Wybory w USA. Równowaga zostanie zachowana
Tego typu zwycięstwa opozycja w USA bardzo potrzebowała. Czytając doniesienia światowych mediów można wręcz odnieść wrażenie, że potrzebował go cały świat, bo cały świat obwieszcza wielkie zwycięstwo Demokratów w wyborach uzupełniających do Kongresu. Rzeczywiście, znajdujący się od 8 lat w defensywie Demokraci zdobyli kontrolę nad niższą izbą amerykańskiego parlamentu. Większość w Izbie Reprezentantów przyniosły im głowy amerykańskich miast i ich przedmieść, zniechęconych ostrą antyimigrancką retoryką Donalda Trumpa, mocno wspierającego republikańskich kandydatów w kampanii. To przetasowanie oznacza, że zdominowana przez opozycję Izba ostrzej dobierze się do skóry prezydentowi. Seria śledztw w sprawie nieprawidłowości wewnątrz administracji i w otoczeniu samego Trumpa nie będzie mogła już być tak skutecznie opóźniana przez republikanów. Może nawet dojść do próby impeachmentu, czyli odwołania prezydenta USA. Demokraci w Izbie mówili o tym już od dawna.

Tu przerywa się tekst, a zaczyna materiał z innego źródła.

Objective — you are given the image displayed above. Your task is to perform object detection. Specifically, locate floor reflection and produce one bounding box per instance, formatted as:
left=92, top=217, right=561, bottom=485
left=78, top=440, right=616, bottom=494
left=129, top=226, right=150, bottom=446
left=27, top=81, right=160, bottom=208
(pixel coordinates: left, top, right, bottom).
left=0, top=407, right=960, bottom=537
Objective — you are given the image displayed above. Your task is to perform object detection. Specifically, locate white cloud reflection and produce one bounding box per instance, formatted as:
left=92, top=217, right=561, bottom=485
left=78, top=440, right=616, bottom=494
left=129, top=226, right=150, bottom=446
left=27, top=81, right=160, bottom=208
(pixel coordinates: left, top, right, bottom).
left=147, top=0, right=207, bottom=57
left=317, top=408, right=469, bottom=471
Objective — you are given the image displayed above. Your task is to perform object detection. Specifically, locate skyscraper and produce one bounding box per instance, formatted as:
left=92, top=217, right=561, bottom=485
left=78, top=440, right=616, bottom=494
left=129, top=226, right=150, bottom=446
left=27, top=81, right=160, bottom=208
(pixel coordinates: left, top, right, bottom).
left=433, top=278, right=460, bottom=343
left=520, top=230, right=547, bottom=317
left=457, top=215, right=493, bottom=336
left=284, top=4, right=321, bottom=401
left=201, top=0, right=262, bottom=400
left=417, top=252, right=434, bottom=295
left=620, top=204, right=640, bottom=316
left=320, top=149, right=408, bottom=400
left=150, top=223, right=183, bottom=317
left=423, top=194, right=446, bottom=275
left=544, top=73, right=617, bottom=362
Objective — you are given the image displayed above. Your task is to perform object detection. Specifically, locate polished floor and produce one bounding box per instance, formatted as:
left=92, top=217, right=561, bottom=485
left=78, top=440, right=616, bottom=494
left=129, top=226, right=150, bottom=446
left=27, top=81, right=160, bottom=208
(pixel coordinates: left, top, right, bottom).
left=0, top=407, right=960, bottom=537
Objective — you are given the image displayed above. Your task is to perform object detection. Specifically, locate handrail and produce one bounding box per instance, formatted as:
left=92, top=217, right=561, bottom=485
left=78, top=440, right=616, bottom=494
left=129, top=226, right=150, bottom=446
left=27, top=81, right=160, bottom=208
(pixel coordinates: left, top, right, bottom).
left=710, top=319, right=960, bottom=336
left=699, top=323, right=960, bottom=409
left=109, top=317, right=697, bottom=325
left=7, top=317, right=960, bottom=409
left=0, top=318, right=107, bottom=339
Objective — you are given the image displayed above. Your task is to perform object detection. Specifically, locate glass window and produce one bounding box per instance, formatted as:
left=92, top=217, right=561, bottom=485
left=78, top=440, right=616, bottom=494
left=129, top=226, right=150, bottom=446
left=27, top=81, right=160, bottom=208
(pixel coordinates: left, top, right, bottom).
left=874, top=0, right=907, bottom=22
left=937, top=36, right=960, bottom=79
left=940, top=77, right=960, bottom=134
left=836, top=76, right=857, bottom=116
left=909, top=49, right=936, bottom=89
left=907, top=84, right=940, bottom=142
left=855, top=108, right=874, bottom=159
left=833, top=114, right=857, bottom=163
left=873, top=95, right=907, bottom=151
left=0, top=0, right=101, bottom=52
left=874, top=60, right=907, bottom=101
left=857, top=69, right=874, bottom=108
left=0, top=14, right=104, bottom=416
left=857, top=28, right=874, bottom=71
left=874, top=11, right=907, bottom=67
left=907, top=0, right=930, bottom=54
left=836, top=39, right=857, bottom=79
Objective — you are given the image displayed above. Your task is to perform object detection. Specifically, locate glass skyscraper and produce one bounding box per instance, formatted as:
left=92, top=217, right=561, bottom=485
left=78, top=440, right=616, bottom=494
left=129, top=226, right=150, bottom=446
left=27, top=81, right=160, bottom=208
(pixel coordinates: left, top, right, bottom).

Z drugiej jednak strony ta sama antyimigrancka retoryka, która przyniosła Republikanom klęskę w Izbie Reprezentantów, okazała się bardzo skuteczna w Senacie, gdzie zwiększyli oni po wtorkowych wyborach stan posiadania. Pozwoli to kontynuować Trumpowi zmiany w sądownictwie, zarówno na poziomie Sądu Najwyższego, jak i sądów federalnych. Nominacje na te stanowiska zatwierdza Senat, co oznacza, że większe szanse mają konserwatywni kandydaci, którzy powoływani są na dożywotnie kadencje. Nawet więc, jeśli dysponujący teraz większością w Izbie Reprezentantów Demokraci zdecydują się na frontalny atak na Trumpa, kontrolowany przez Republikanów Senat ma narzędzia do obrony, poprzez wpływ na wymiar sprawiedliwości. Oczywiście nie jest to wpływ bezpośredni, tak źle kojarzony np. w Polsce. Ale nie jest tajemnicą, że konserwatywnie nastawieni sędziowie mogą skutecznie mitygować zapędy nie tyle krytyków czy przeciwników administracji, co jej fanatycznych wrogów, uprzedzonych do wszystkiego co konserwatywne czy republikańskie. Druga część kadencji prezydenckiej Trumpa będzie z pewnością znacznie trudniejsza dla jego politycznego zaplecza, ale zasada równowagi w polityce amerykańskiej zostanie zachowana. Wynik tych wyborów to wielki kłopot dla prezydenta USA, ale można śmiało nazwać go triumfem demokracji, a nie tylko samych Demokratów.